O plano gizado por Galvão não foi à partida consensual. Não só houve adiamentos de vária ordem, até se chegar à ação em 22 de janeiro de 1961, como a escolha do navio a apresar, em função do pavilhão deste, não era pacífica. Ao selecionarem o “Santa Maria”, uma das jóias de luxo da marinha mercante portuguesa, deram à fação lusa da conspiração o protagonismo político, que os espanhóis também gostariam de ter do seu lado. De facto, se para algum dos países ibéricos os holofotes internacionais ficaram apontados, o que era um dos objetivos da missão, foi para Portugal e para o regime chefiado por Oliveira Salazar.
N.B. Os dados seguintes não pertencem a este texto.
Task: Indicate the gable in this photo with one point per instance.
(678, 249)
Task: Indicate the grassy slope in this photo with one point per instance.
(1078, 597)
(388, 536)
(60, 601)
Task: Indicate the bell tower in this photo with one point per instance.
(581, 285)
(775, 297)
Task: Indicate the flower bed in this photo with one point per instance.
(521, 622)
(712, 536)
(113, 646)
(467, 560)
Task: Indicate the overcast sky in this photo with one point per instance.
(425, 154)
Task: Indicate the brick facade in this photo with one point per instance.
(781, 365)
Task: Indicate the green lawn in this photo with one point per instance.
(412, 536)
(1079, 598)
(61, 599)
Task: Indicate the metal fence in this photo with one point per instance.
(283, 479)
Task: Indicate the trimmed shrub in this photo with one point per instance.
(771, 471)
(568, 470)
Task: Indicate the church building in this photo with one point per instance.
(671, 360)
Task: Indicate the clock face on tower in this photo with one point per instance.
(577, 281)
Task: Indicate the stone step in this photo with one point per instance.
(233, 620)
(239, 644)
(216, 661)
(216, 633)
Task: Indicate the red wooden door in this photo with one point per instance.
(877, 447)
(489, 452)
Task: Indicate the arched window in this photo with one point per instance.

Todos os meses o paquete fazia escala no porto venezuelano de La Guaira, de onde rumava a Miami. Foi aí que,
em 20 de janeiro, embarcou a maior parte dos elementos que formavam o grupo. Galvão seguiu de avião para Curaçao, onde o navio faria uma primeira escala, embarcando aí clandestinamente. Na noite de 21 para 22 de janeiro, o comando luso-espanhol, formado por duas dezenas de pessoas, tomou de assalto o navio, ocupando pontos estratégicos. Divididos em dois grupos, um às ordens de Sotomayor (os espanhóis), outro comandado por Galvão (os portugueses e dois ou três elementos espanhóis), asseguraram objetivos que, por discrepâncias dos relatos, não podem ser definidos com clareza (sala das máquinas, cabinas dos oficiais, sala de rádio…). Tal não se aplica à ponte de comando do navio, que, como concordam todos os relatos, foi tomada pelo comando espanhol. E aí ocorreram disparos, de que resultou a morte de um oficial, João José Nascimento Costa, o único membro da tripulação que tentou travar os assaltantes. Dois outros oficiais ficaram feridos.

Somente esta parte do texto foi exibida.